Alevdi; alev alev yanıyordu teni ve bu beni dehşet bir arzu denizinde boğuyor, kurtulmak için çırpınan bedenimin gereksiz çabasını yüzeye vuruyordu. Doktordan kurtulmak istemiyordum. Sakin bir şekilde gözlerinin üzerinde gezdirdim parmaklarımı. Şu an yatağımda huzurla uyurken, yanına kıvrılmış olmam bile büyük bir hazineydi benim için.

Sıcak nefesi yüzüme çarpıyor, güzelliği beni delirtecek kadar gerçek geliyordu gözüme. Ona dokunuyordum, onun teninde geziyordum ve şu an bir hayal gibi dumanlaşıp gitmiyor oluşuna deliriyordum. Gerçekten zihnimin bana büyük bir oyunu gibi geliyordu doktor, o kadar imkansız ve can yakıcı bir gerçekti benim için varlığı.

Parmak uçlarımı dudaklarına doğru ilerlettim ve korkarak okşamaya başladım. Özellikle dudak kıvrımları insanın aklını başından alacak türdendi. Kendimi kaybetmişcesine yüzünü severken, uykulu sesini duymamla yutkundum. "Günaydın terzi," tahrişli sesi parmağımın tam dudaklarının üzerinde kalmasına neden olmuştu.

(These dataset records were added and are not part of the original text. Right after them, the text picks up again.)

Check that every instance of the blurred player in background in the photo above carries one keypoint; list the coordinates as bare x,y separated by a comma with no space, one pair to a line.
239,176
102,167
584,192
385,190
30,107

Titreyen parmak uçlarımla beraber durduğumda hafifçe gerildi dudakları, gülümsüyordu. "Halbuki yüzümü görebiliyorsun," neden böyle dediğini anladığımda utançla çektim ellerimi. "Özür dilerim efendim, ben sadece" yavaşça uzanan eliyle yatağı yoklayarak omzumu buldu. Güzelce kavradı ve biraz okşadı.

"Sorun değil terzi, ben de seni merak ediyorum." Cümlesini tamamlamasıyla beraber boğazıma büyük bir yumru oturdu. Dehşet bir sancı beynimi yoklarken korkmaması için kendimi oldukça sıkıyordum. Beni merak ediyor oluşu içimdeki birçok duyguyu tazelese bile yüzümdeki yarayı hissetsin istemiyordum. Beni çirkin yapan hiçbir şeyden haberi olmamalıydı.

"Normal bir insanım, merak edilecek hiçbir yönüm yok." Büyük bir tedirginlikle yüzünü incelerken kaşları çatıldı, dudakları hafif toplandı. "Buna sen mi karar veriyorsun? Ayrıca sen benim yüzüme dokundun ben neden senin yüzüne dokunamıyorum?" Haklıydı ama yapamazdım, bana dokunursa onu bir daha nasıl bırakabilirdim?

Tenime değen ellerinin sıcaklığını her yerde deli divane ararken, ya onu bulamazsam ne halde olurdum? "Kalkalım artık hyung, işlerimiz var ikimizin de." Sıkıntılı bir nefes bıraktığında ortamıza, elimi yanağına doğru hafifçe götürdüm ve tersiyle yavaş yavaş okşadım. Uysallaşana kadar, devam ettim buna. İlk başta şaşırsa bile, bir şey demedi.